Witchery, groupe formé par d'anciens membres de Satanic Slaughter en 1996 nous reviens avec son nouvel album « In His Infernal Majesty's Service ». La plupart des membres jouant dans d'autres groupes, depuis le début de sa carrière Witchery a du jongler avec les emplois du temps de chacun et de nombreux changements de personnels. Notamment aux postes de batteur et de chanteur. Nous pensons à ce pauvre Emperor Magus qui malgré une présence de 5 années auprès du groupe n'aura laissé aucune empreinte discographique, ce qui est assez dommage au vu des qualités du bonhomme lors des concerts.
Quand Witchery se rappelle à nous, on ne peut s'empêcher de penser que le groupe devrait être bien plus grand qu'il ne l'est, mais quand on a des membres de The Haunted et Arch Ennemy, il est difficile de faire monter un groupe qui passera toujours en second dans l'ordre des priorités. Il n'empêche que du coup pour les fans ayant reconnu dans ce groupe un fer de lance du trash bien violent, chaque sortie d'album est un petit événement. Et ce nouvel album n'échappe pas à la règle. Ce sixième opus marque le vingtième anniversaire du groupe de belle manière, la voix d'Angus apaisant toutes nos craintes d'entrée de jeux.

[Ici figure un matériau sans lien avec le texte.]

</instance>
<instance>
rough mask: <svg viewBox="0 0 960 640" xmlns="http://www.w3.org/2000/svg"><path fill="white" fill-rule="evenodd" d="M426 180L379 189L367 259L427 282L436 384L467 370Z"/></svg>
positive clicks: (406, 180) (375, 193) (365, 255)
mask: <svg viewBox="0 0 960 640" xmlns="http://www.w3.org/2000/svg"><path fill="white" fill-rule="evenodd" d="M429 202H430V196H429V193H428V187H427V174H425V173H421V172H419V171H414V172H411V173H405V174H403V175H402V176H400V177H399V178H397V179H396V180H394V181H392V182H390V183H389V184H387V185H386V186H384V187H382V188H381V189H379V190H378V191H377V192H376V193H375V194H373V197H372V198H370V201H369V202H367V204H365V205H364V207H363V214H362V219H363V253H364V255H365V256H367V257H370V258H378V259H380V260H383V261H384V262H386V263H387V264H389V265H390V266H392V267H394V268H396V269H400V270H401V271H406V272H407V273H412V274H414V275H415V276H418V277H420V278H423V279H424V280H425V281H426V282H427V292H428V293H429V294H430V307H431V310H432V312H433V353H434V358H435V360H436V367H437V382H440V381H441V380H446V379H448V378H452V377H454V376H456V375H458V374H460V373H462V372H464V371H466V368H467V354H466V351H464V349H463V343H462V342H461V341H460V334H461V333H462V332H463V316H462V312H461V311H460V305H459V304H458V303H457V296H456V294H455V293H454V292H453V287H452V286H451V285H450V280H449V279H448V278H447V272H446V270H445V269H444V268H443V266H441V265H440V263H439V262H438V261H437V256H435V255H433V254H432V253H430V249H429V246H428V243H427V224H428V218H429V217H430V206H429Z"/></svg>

Le premier titre « Lavey Athan » est un régal de boucherie trashitoïde, ça riffe à tout va et vous met les tripes à l'air avec une efficacité confondante. Alors que « Zoroast » enchaîne avec un léger côté punk et bien direct. « Netherworld Emperor se présente avec un parfum de vieux Celtic Frost. La puissance du titre ne fait aucun doute et le groupe va à l'essentiel, comme il le fait généralement avec des titres courts et concis.
Witchery est comme un bon vieux trash avec les qualités de notre époque et ce n'est pas le puissant « Nosferatu » qui contredira cette constatation, ni « The Burning Of Salem » qui accélère le rythme pour laisser présager de nombreux pogos lors des shows à venir. « Gilded Fang » laisse le soin à Chris de prouver qu'il a toute sa place comme nouveau batteur du groupe avec une endurance physique à toute épreuve.
« In Warm Blood »pourrait être décrit comme le titre le plus posé de l'album mais chez Witchery, un morceau posé est plus « Ride The Lightning » que « Nothing Else Matter » si vous voyez l'idée. « Escape From Dunvallay » et « Feed The Gun » se veulent plus lourd avec une batterie bien carrée et un très chouette solo de guitare pour ce dernier.
Witchery enterre encore une fois de nombreux groupes du genre. Ce « In His Infernal Majesty's Service » est un mosh-pit dans votre salon (faite gaffe au chat quand même). Un album qui vous fait décoller les tympans dès la première note pour finalement vous laisser inanimé sur le sol à la fin du dernier titre.
Quand chaque retour discographique d'un groupe vous met à genoux comme le fait si bien Witchery, on ne peut que les aimer, où tout du moins, les respecter pour cette conviction profonde à la gloire du trash retranscrite et gravée sur une petite rondelle brillante que l'on insérera avec plaisir dans notre lecteur plus d'une fois.